Hij ziet er uit als een heer, keurig gekleed. Des te vreemder is het dat hij luid schreeuwend op straat loopt. Enige tijd later, bij een kop koffie in een buurthuis van de kerk, vertelt hij dat zijn kort geleden overleden vrouw de kleren nog voor hem had gekocht bij de kringloop. Een andere schreeuwer vertoont meer het uiterlijk van een dakloze, diverse lagen kleding om het warm te houden, allerlei kleuren. Je komt ze hier tegen op straat. Net als de mannen en – soms – vrouwen die, vaak met een blikje bier in de hand, met snelle pasjes en je blik ontwijkend, langs de rand van de gebouwen schuiven. Anderen zie je langzaam gaan op een fiets, die behangen is met volle tassen.

De meeste van al deze mensen maken deel uit van het grote leger dak- en thuislozen in de stad. Voor hen wordt door hulporganisaties als het Leger des Heils en de Diakonie veel gedaan. Maaltijden, onderdak, een luisterend oor. Maar een oplossing voor hun omstandigheden is meestal niet te vinden.

Het zijn niet alleen deze stadsbewoners die opvallen. Wat te denken van hen die luid pratend voorbijlopen of – fietsen. Ooit dacht ik soms dat het ging om mensen die psychisch in de war waren en met zichzelf in gesprek. Misschien is dat ook wel eens zo, maar de meesten zijn gewoon aan het bellen. Nog altijd doet een deel dat zelfs, al fietsend, met de telefoon in de hand.

De telefoon. Er wordt daarbij gesproken over ‘sociale media’. Mijn idee is zo langzamerhand dat door de mobiele media het sociale aspect juist snel verdwijnt. Neem de toeristen in deze stad. Vroeger werd je met een vraag aangesproken wanneer zij de weg niet wisten. Nu lopen ze, turend op hun apparaatje, niemand ziende, al zoekend voorbij. Het lijkt zo eenzaam.

Een grote stad. Zo veel mensen. En toch … veel eenzaamheid. De verslaafden hebben elke dag even elkaar, wanneer zij wachten bij de methadonpost hier in de buurt of in de opvang ‘s avonds. Maar daarna gaan ze weer ieder hun eigen weg – zoekend om zo redelijk mogelijk te overleven.

Wanneer ik dan deze mensen zie zitten of lopen, komt soms de gedachte boven hoe het moet zijn voor hun verwanten.
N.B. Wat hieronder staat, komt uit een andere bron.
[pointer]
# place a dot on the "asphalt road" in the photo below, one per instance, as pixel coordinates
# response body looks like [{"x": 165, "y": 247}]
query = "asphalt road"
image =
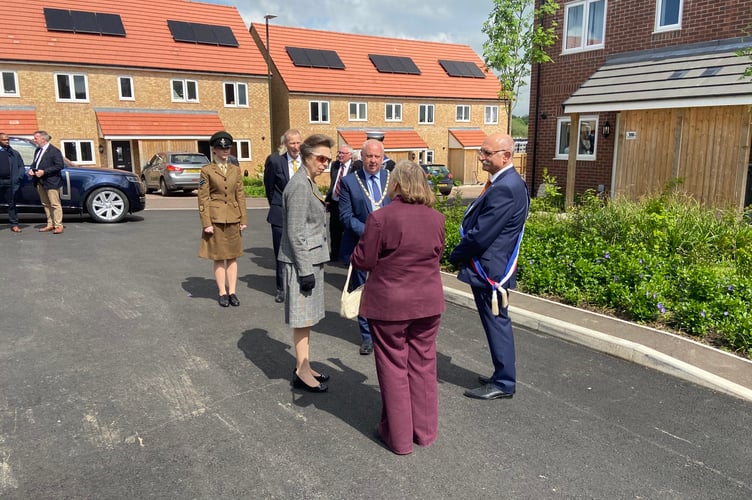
[{"x": 123, "y": 378}]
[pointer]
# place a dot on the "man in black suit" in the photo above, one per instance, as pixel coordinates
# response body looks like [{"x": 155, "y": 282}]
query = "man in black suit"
[
  {"x": 45, "y": 169},
  {"x": 11, "y": 175},
  {"x": 278, "y": 169},
  {"x": 342, "y": 166}
]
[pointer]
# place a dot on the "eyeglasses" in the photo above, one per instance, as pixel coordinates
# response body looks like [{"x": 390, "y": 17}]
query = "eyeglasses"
[{"x": 484, "y": 153}]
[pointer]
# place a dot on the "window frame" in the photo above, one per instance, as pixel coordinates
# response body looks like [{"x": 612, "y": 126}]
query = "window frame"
[
  {"x": 186, "y": 91},
  {"x": 495, "y": 111},
  {"x": 359, "y": 107},
  {"x": 71, "y": 77},
  {"x": 584, "y": 27},
  {"x": 322, "y": 111},
  {"x": 559, "y": 152},
  {"x": 463, "y": 109},
  {"x": 238, "y": 148},
  {"x": 667, "y": 27},
  {"x": 394, "y": 107},
  {"x": 77, "y": 143},
  {"x": 3, "y": 91},
  {"x": 122, "y": 97},
  {"x": 238, "y": 94},
  {"x": 423, "y": 109}
]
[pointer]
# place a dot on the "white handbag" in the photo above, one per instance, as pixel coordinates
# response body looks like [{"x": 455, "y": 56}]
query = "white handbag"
[{"x": 350, "y": 303}]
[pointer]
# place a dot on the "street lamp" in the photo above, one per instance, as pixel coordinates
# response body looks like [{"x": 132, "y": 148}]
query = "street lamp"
[{"x": 269, "y": 80}]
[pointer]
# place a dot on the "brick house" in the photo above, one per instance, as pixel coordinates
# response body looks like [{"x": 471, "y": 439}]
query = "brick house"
[
  {"x": 115, "y": 82},
  {"x": 655, "y": 89},
  {"x": 433, "y": 101}
]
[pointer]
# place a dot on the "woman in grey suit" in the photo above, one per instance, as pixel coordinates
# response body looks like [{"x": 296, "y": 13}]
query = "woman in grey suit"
[{"x": 304, "y": 249}]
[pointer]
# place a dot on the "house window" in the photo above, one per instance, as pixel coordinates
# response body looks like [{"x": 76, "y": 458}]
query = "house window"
[
  {"x": 242, "y": 150},
  {"x": 79, "y": 151},
  {"x": 9, "y": 84},
  {"x": 586, "y": 140},
  {"x": 491, "y": 115},
  {"x": 584, "y": 25},
  {"x": 668, "y": 15},
  {"x": 425, "y": 113},
  {"x": 125, "y": 88},
  {"x": 393, "y": 112},
  {"x": 236, "y": 95},
  {"x": 184, "y": 90},
  {"x": 357, "y": 111},
  {"x": 319, "y": 112},
  {"x": 71, "y": 87},
  {"x": 463, "y": 113}
]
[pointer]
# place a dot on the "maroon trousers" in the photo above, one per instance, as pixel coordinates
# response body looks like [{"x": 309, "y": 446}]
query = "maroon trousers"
[{"x": 405, "y": 353}]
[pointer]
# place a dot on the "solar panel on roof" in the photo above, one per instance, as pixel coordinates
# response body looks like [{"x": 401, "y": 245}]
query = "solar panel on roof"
[
  {"x": 111, "y": 24},
  {"x": 58, "y": 19},
  {"x": 80, "y": 21},
  {"x": 394, "y": 64},
  {"x": 464, "y": 69},
  {"x": 314, "y": 58},
  {"x": 209, "y": 34},
  {"x": 85, "y": 22}
]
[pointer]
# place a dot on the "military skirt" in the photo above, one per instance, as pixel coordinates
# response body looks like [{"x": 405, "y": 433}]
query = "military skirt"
[
  {"x": 303, "y": 309},
  {"x": 225, "y": 243}
]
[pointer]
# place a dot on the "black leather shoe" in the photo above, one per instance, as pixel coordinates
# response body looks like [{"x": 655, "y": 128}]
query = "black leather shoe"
[
  {"x": 321, "y": 377},
  {"x": 366, "y": 348},
  {"x": 299, "y": 384},
  {"x": 488, "y": 391}
]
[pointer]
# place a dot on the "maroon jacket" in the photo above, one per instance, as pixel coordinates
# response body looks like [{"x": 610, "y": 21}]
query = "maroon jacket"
[{"x": 401, "y": 247}]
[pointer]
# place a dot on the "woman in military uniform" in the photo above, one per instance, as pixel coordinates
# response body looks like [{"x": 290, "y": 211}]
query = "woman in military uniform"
[{"x": 221, "y": 206}]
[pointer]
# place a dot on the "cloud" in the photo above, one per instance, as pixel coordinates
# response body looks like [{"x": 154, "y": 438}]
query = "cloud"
[{"x": 450, "y": 21}]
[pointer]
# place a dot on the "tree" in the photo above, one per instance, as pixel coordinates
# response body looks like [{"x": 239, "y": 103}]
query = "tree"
[{"x": 517, "y": 39}]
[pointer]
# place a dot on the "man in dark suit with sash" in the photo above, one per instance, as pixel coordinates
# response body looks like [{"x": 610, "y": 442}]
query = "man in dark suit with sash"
[{"x": 487, "y": 258}]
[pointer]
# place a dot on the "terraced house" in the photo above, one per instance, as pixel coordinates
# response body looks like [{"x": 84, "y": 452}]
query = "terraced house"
[
  {"x": 115, "y": 82},
  {"x": 434, "y": 102},
  {"x": 643, "y": 93}
]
Voor hun ouders of voor hun kinderen. Je opa zal er maar zo uitzien, er zo bijlopen. Je kind zal in die situatie terecht zijn gekomen en onbereikbaar voor je zijn geworden.

En in deze dagen denk ik dan soms aan de eenzaamheid van Jezus. Hoe zelfs zijn beste vrienden hem niet begrepen. Hoe zij wegvluchten toen hij aan zijn zwaarste weg begon. En niet alleen zij, toen. Hoe doen wij het? Kun je zeggen, dat ons/mijn manier van geloven gekenmerkt wordt door dankbaarheid voor wat Jezus deed en voor hoe het ons/mij gaat? Comfortabel, weldoorvoed? Blijven we dichtbij hem, in zijn voetspoor, als volgeling? Niet alleen wanneer alles lekker gaat, maar ook als het leven pijn doet, tegenvalt?